When she opens her eyes, Increase is smiling as if he has given her a gift. Clearly, there will be no chance for her to ask about James. He gestures toward the door. “God go with you,” he says.
“And with you.”
She is startled when he reaches forward and touches her shoulder before resettling himself in the chair, but she understands it is a blessing and an assurance that he has not forgotten his pledge.
• • •
At home she finds Joseph in an unusually buoyant
mood. He presses her for details of her encounter with Increase. “You are certain he will publish it soon, then?” he asks. He says the stories the gossips tell of her in Boston and Cambridge are growing more malicious with each passing day. He tells her some have even asserted she is carrying Monoco’s child. Mary feels a choking sensation, as if a stone has lodged in her throat. Once again, she assures her husband that no Indian has defiled her. That sadly, as he well knows, she is carrying no child at all.
Her desire for news of James does not leave her. She lingers when she goes abroad in the market, hoping to overhear gossip about him. She considers taking Joseph’s horse to Cambridge and searching the shops for him, or traveling to Natick to see if he is there. She asks Joseph if they might attend worship in Cambridge one Sabbath, but he disapproves—whether out of loyalty to Increase or dislike of the new minister in Cambridge, she is not sure.
Then, in answer to her prayers, an opportunity presents itself. In late October, Joseph begins complaining of a sore on his leg. Mary treats it with salves and poultices, but the sore does not respond, growing daily in size and tenderness. He no longer goes out but stays in the house, sitting in his chair with his leg propped up on a stool. When Maria Mather tells Mary that Hannah Eliot, wife to John Eliot, is renowned for her healing arts, Mary easily persuades Joseph to travel with her to Roxbury.

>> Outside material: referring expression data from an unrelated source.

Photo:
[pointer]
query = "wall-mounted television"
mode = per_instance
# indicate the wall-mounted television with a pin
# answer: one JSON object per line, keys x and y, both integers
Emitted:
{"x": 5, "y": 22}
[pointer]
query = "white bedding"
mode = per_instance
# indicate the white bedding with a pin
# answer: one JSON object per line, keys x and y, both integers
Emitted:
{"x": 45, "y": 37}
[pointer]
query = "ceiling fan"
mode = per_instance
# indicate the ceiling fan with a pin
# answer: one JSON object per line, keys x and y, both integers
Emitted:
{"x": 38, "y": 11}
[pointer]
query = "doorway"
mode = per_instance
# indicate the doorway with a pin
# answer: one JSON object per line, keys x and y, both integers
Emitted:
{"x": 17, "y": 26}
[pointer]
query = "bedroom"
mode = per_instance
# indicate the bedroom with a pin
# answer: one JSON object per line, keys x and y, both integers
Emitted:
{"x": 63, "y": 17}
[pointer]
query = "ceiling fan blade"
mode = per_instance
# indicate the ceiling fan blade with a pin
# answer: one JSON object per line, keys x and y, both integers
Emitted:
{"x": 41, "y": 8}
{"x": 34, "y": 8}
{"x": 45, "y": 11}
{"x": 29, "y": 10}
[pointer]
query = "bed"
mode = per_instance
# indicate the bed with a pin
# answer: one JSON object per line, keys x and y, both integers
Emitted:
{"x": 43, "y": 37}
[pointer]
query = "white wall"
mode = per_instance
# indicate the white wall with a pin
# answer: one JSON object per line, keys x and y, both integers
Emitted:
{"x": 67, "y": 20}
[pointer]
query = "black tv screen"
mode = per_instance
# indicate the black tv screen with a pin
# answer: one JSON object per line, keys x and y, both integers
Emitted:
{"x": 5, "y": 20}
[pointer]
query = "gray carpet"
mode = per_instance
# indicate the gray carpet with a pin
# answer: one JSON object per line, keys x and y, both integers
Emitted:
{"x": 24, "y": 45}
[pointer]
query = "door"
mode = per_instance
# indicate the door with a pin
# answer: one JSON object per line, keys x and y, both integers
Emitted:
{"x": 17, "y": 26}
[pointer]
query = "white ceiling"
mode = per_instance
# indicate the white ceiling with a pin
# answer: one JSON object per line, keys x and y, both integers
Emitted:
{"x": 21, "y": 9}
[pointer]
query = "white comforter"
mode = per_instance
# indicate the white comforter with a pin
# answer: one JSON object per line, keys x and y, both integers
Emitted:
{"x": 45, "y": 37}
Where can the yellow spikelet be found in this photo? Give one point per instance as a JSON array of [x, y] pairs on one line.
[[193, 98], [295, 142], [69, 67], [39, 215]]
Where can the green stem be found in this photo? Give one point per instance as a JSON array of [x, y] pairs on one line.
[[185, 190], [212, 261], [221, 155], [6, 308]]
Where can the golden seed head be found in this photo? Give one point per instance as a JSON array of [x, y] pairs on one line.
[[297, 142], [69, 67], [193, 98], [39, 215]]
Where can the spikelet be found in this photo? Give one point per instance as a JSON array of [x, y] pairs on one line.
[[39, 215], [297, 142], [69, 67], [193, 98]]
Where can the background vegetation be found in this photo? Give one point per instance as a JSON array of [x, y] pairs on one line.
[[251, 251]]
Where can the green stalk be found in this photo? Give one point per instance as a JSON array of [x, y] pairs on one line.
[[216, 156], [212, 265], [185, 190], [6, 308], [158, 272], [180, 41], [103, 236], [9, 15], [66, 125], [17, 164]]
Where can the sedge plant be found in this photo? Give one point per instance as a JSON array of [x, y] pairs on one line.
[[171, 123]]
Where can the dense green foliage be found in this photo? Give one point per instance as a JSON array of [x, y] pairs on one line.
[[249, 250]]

The Eliots’ home is more humble than Mary expects, considering Mr. Eliot’s reputation as the great missionary to the Indians and author of the Indian Bible. Mr. Eliot himself opens the door and invites them into the small, dark parlor, and while Joseph consults with his wife at the hearth, Mary speaks privately with the minister in a corner of the room. Above them, dried roots and herbs hang from the ceiling, pungently scenting the air.
Though Mary dares not inquire specifically about James, she questions Mr. Eliot on the current situation of the Praying Indians. He shakes his head sadly when she mentions Natick, and reports that conditions there can only be described as wretched.